図8は、第1、第2水平方向付勢部材fh1、fh2、第1、第2鉛直方向付勢部材fv1、fv2のそれぞれが非通電状態で伸びており可動部30aを移動中心位置で固定している状態を示す。
その他は第1の実施形態と同じである。第2実施形態では、第1、第2水平方向シャフトsh1、sh2、第1、第2鉛直方向シャフトsv1、sv2それぞれに付勢部材が配置されており、可動部30aの固定状態を更に安定させることが可能になる。
なお、第1、第2の実施形態ともに、第1、第2水平方向付勢部材fh1、fh2、第1、第2鉛直方向付勢部材fv1、fv2がコイル形状で、それぞれの巻線の内側にシャフトが貫通されている形態を説明した。これにより、シャフトがガイドの役目を果たし付勢部材のそれぞれを目的の方向に安定して伸縮させる効果があるが、シャフト以外の部材でガイドの役目を果たしても良いし、伸縮の方向性が安定する付勢部材であればガイド無しであってもよい。
また、付勢部材の形状はコイル形状に限られない。伸縮率の高い付勢部材であれば、コイル形状にすることによって部材全長を長くせずとも棒状部材でよい。
また、可動部30aを付勢部材やPID制御によって固定する位置は、可動部30aの移動中心位置であるとして説明した。すなわち可動部30aを固定する位置の第1方向x成分である第1特定位置は可動部30aの第1方向xの移動中心位置、第2方向y成分である第2特定位置は可動部30aの第2方向yの移動中心位置であるとして説明したが、他の位置であってもよい。

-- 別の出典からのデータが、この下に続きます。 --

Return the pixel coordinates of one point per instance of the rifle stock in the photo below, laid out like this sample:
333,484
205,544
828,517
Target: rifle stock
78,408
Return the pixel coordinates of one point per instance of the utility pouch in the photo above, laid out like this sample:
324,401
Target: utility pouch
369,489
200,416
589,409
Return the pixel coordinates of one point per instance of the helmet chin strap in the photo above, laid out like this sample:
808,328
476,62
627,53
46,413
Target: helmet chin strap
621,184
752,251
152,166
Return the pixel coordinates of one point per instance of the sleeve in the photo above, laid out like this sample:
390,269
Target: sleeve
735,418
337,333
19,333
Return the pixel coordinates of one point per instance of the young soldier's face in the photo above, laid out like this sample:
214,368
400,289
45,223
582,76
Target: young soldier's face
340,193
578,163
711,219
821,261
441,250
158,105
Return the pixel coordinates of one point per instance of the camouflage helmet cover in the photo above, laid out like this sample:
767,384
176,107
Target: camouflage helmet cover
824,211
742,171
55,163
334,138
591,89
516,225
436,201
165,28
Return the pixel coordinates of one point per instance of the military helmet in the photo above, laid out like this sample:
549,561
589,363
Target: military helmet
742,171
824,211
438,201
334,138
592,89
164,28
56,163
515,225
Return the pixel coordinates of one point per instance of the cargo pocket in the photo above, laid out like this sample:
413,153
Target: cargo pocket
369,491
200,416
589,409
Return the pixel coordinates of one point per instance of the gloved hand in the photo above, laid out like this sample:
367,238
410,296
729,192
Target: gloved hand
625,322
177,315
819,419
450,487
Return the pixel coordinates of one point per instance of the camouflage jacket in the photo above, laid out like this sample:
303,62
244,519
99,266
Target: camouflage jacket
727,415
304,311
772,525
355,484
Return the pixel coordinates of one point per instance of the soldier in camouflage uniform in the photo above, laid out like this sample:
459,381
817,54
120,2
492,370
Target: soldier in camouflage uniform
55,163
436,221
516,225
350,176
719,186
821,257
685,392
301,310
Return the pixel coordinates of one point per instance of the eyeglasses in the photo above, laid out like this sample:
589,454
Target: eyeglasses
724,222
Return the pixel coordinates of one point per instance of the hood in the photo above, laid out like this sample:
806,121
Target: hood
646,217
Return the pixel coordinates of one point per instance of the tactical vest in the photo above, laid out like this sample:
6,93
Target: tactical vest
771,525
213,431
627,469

第1特定位置が、可動部30aの第1方向の移動範囲の端点であり、第2特定位置が、可動部30aの第2方向の移動範囲の端点である場合は、付勢部材は第1方向xの固定に1つ、第2方向xの固定に1つでよい。但し、可動部30aの移動範囲を有効活用する観点からは、可動部の移動中心位置である方が望ましい。
また、第1方向x、第2方向yそれぞれにおいて、位置検出用の磁石と、駆動用の磁石を共用させた構成を説明したが別体であってもよい。
さらに、位置検出用のホール素子部44aを可動部30aに、位置検出用の磁石(第1、第2位置検出及び駆動用磁石411b、412b)を固定部30bに配置する構成を説明したが、可動部30a、固定部30bの構成を逆、すなわち、可動部30aが位置検出用の磁石を、固定部30bがホール素子部を有する形態でもよい。
また、磁界を発生させる装置としての磁石はいずれも、常に磁界を発生させる磁石であっても、必要に応じて磁界を発生させる電磁石であってもよい。
また、撮像素子39a1を含む撮像部39aが可動部30aに配置されて移動する形態を説明したが、撮像部39aは固定で、像ブレ補正レンズを可動部30aに配置して移動させる形態でも同様の効果が得られる。
また、磁界変化検出素子としてホール素子を利用したホール素子部44aによる位置検出を説明したが、磁界変化検出素子として別の検出素子を利用してもよい。具体的には、磁界の変化を検出することにより可動部の位置検出情報を求めることが可能なMIセンサ(高周波キャリア型磁界センサ)、または磁気共鳴型磁界検出素子、MR素子(磁気抵抗効果素子)であり、ホール素子を利用した第1、第2実施形態と同様の効果が得られる。